Sembra si tratti di un clochard dall’apparente età di 30-40 anni, deceduto per cause in via di accertamento. 
Sul posto sono intervenuti i militari della Stazione di Campo di Mare e la Polizia locale. Le indagini per l’identificazione dell’uomo e per le cause del decesso sono ancora in corso e affidate al reparto di polizia scientifica dell’arma, che tenterà di identificarlo attraverso le impronte digitali, in quanto l’uomo era privo di documenti. 
Potrebbe trattarsi, ma non è certo, di un immigrato senza fissa dimora che nell’ultimo periodo andava a dormire  sotto il colonnato del manufatto che ospita il centro commerciale. La morte è sopravvenuta in un momento diciano di ‘‘intimità’’ durante il quale è stato colto da malore. Il buio, il freddo e la solitudine probabilmentenon gli hanno lasciato scampo. La salma è stata portata alla camera mortuaria del cimitero di Cerveteri.
La morte, è vero, è l’oscura compagna della vita.

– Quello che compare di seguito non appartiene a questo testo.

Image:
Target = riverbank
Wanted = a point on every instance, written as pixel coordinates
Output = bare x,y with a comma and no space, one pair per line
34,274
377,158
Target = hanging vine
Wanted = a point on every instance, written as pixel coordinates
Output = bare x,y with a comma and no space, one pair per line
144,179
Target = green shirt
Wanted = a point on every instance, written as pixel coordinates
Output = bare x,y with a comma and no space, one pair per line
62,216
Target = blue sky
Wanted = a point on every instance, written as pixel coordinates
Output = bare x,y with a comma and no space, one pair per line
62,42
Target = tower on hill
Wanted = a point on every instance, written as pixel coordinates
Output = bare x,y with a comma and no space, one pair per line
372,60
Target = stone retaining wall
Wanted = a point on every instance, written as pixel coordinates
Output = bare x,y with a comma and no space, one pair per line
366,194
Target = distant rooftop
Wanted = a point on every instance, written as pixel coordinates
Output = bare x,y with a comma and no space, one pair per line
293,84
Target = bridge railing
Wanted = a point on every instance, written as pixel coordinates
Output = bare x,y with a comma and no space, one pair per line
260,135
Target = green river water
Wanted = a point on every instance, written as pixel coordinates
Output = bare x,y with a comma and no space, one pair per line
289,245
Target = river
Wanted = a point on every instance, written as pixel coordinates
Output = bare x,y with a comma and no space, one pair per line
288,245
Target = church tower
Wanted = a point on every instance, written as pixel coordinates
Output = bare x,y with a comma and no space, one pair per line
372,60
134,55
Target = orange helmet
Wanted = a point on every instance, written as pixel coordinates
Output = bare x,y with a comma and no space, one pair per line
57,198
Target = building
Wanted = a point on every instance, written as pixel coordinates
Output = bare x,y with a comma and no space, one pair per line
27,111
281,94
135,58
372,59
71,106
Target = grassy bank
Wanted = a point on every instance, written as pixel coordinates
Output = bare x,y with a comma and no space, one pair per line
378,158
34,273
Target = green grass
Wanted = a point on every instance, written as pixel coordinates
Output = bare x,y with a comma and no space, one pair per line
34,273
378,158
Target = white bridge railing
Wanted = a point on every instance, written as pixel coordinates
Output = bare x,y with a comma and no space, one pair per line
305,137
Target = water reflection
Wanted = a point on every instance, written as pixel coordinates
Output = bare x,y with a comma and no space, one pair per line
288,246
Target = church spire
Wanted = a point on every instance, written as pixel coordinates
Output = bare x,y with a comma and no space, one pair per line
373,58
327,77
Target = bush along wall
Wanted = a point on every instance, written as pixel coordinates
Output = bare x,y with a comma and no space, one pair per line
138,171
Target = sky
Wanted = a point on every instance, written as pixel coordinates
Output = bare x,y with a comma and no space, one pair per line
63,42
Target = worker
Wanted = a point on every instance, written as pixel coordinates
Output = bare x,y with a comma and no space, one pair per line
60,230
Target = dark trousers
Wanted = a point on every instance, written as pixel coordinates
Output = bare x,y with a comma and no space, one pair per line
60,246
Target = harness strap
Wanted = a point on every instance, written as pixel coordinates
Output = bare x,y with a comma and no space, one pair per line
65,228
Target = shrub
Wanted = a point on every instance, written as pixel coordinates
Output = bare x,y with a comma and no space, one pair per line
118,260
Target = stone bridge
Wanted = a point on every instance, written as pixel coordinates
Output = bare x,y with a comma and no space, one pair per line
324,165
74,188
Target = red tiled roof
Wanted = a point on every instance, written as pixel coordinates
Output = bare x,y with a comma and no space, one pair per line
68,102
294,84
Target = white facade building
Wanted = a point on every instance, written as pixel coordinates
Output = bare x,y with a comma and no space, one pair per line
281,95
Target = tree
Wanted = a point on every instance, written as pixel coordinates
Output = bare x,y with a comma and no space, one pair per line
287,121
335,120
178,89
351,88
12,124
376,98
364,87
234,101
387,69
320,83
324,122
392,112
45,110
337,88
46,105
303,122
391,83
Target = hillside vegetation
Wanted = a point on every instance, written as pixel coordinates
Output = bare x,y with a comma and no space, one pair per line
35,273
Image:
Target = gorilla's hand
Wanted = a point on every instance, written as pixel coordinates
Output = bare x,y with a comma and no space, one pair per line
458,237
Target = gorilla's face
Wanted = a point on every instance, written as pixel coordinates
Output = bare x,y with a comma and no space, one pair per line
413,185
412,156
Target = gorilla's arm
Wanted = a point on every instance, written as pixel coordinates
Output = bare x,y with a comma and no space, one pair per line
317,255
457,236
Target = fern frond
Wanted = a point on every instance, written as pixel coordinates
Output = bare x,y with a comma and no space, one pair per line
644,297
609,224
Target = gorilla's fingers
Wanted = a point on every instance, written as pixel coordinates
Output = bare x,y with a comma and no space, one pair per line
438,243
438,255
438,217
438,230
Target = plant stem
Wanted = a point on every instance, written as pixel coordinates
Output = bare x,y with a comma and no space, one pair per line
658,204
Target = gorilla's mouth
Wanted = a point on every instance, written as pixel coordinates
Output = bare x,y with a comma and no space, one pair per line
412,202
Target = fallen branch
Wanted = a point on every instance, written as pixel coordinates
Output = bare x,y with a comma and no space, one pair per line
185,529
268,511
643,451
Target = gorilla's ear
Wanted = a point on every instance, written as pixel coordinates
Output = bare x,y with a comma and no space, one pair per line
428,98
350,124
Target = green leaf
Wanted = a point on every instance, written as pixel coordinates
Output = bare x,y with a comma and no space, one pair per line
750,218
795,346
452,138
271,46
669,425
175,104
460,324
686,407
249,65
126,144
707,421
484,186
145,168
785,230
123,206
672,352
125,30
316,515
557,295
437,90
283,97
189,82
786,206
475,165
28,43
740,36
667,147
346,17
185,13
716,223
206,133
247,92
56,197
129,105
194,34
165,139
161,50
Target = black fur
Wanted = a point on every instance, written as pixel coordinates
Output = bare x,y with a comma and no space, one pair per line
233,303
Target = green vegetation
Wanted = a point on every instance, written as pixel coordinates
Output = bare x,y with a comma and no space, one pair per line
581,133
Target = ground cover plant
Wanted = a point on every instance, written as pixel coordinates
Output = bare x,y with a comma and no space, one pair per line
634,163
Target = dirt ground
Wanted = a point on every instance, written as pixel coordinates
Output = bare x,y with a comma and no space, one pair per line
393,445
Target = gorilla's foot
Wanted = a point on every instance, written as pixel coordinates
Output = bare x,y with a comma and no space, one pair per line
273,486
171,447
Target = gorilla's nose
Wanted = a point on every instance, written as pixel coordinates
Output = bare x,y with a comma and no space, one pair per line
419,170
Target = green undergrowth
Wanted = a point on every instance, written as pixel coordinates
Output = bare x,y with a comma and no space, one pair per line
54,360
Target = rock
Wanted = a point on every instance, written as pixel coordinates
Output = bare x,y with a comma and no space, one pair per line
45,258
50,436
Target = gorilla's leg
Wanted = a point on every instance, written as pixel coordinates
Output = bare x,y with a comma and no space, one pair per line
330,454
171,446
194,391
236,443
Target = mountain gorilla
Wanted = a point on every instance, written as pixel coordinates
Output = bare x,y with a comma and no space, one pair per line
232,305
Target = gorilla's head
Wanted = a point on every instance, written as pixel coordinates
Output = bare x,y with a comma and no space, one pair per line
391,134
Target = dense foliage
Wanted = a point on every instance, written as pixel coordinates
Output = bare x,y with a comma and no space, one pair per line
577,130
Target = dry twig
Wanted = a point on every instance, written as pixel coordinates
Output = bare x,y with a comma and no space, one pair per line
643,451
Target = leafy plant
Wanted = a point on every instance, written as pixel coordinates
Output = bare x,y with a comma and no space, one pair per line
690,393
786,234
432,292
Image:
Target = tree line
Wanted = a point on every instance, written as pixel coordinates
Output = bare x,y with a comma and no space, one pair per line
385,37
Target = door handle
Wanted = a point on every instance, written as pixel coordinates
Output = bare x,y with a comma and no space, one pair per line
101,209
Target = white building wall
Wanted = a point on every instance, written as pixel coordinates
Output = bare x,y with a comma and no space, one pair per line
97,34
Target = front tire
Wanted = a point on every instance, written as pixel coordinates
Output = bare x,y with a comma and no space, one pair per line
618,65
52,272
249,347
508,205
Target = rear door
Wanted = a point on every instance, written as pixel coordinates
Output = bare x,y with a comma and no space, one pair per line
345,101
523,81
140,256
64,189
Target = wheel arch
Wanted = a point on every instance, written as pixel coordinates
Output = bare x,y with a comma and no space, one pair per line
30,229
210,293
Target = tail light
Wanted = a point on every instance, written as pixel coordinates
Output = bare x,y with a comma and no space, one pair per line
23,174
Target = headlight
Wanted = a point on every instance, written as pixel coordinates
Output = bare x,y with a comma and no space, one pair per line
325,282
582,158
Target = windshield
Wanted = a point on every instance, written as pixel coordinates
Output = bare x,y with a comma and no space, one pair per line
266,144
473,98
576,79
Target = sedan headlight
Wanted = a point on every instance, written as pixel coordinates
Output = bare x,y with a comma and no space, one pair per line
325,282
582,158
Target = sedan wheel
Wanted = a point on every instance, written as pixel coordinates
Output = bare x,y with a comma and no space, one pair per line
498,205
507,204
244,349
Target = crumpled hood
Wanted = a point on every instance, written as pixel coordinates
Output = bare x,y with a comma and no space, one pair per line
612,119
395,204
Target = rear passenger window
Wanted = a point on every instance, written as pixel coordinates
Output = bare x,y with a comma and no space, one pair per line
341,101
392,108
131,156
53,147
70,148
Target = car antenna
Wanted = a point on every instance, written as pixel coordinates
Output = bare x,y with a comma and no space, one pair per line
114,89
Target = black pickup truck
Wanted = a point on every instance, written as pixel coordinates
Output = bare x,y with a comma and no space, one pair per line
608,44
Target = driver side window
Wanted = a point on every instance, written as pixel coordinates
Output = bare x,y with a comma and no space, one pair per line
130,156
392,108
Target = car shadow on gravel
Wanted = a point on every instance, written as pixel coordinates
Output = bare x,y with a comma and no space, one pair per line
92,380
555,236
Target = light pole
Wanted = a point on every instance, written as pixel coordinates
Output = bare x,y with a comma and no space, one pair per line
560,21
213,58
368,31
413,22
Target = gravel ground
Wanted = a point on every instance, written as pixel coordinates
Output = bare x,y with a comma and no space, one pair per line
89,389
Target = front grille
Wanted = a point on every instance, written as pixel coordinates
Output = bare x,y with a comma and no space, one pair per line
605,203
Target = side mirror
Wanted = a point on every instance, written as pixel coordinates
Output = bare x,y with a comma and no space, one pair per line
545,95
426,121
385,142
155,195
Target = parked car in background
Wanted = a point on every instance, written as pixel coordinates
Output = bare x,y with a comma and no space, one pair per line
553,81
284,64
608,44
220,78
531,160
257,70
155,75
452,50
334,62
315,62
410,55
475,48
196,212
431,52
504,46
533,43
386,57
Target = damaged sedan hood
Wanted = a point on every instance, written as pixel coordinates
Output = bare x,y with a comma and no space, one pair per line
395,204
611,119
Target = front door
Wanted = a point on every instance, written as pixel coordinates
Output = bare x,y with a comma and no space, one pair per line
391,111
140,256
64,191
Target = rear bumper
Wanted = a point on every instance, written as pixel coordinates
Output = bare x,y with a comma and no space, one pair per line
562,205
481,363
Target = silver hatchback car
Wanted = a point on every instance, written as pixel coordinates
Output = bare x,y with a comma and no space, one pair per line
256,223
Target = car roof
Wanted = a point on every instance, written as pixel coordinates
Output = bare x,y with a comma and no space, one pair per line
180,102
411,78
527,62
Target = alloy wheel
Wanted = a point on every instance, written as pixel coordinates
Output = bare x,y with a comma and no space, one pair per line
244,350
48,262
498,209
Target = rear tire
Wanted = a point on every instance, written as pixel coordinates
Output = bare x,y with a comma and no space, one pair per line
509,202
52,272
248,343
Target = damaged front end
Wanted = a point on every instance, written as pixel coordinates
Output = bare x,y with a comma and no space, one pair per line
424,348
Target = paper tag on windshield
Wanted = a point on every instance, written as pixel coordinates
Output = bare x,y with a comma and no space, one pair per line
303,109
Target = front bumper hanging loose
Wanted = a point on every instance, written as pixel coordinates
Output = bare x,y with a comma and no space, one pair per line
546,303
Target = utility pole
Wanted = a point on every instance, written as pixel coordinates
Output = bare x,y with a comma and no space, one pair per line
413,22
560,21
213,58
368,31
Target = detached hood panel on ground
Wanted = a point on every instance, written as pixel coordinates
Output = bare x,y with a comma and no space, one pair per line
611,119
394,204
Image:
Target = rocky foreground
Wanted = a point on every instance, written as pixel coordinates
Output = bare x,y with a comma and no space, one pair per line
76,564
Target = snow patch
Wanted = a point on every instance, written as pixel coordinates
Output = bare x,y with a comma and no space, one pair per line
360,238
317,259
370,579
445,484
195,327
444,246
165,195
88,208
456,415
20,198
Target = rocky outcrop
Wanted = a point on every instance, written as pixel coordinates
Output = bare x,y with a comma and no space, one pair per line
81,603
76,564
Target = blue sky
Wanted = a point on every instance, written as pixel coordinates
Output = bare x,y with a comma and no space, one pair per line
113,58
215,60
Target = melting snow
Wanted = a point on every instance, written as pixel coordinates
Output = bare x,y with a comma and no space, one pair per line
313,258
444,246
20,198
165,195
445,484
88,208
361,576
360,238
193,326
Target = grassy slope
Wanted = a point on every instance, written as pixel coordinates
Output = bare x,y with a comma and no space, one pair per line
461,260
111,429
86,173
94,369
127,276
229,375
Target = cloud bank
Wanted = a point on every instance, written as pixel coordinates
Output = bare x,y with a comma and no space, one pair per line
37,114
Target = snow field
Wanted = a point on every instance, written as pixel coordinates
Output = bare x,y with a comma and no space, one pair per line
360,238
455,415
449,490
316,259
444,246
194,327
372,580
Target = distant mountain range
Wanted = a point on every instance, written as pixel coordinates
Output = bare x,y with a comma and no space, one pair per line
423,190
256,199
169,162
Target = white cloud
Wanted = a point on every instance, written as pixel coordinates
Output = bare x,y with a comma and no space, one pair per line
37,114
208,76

Sembra svolga un gioco a rimpiattino con l’esistenza di ogni essere umano che si è inventato di tutto per evitarla, per ritardarla il più possibile ma che arriva inesorabile, uguale per tutti, per ricchi e poveri, per nobili e plebei, come ha fatto riflettere il grande Totò. E’ una livella che mette tutto in piano e azzera le disparità. E’ vero, ma dopo. E prima? Prima, prevale la logica della disparità che porta a morire in modo diseguale e diverso. Lei, la morte, dell’uomo non conosce sentimenti e dignità. Agguanta all’improvviso, e se sei solo, senza tetto, al freddo, può coglierti anche in momenti ritenuti “sconvenienti” dal comune pensare, senza offrirti la mano pietosa di un parente o di un amico che possa togliere agli imbecilli la voglia di “scherzarci” su. Ci rifletta bene chiunque venga tentato dall’impulso di fare ilarità alla lettura di questa notizia. Lo sgomento si impadronisce dei post dei social divisi tra un coro di mea culpa ed un altro di indifferenza, dove il comune denominatore sembra essere la paura. Ci sarebbe da riflettere chi e come è responsabile della diffusione di tale sentimento che offusca i fondamentali del vivere civile. Ma i servizi sociali e i suoi spot sull’inclusione dove sono?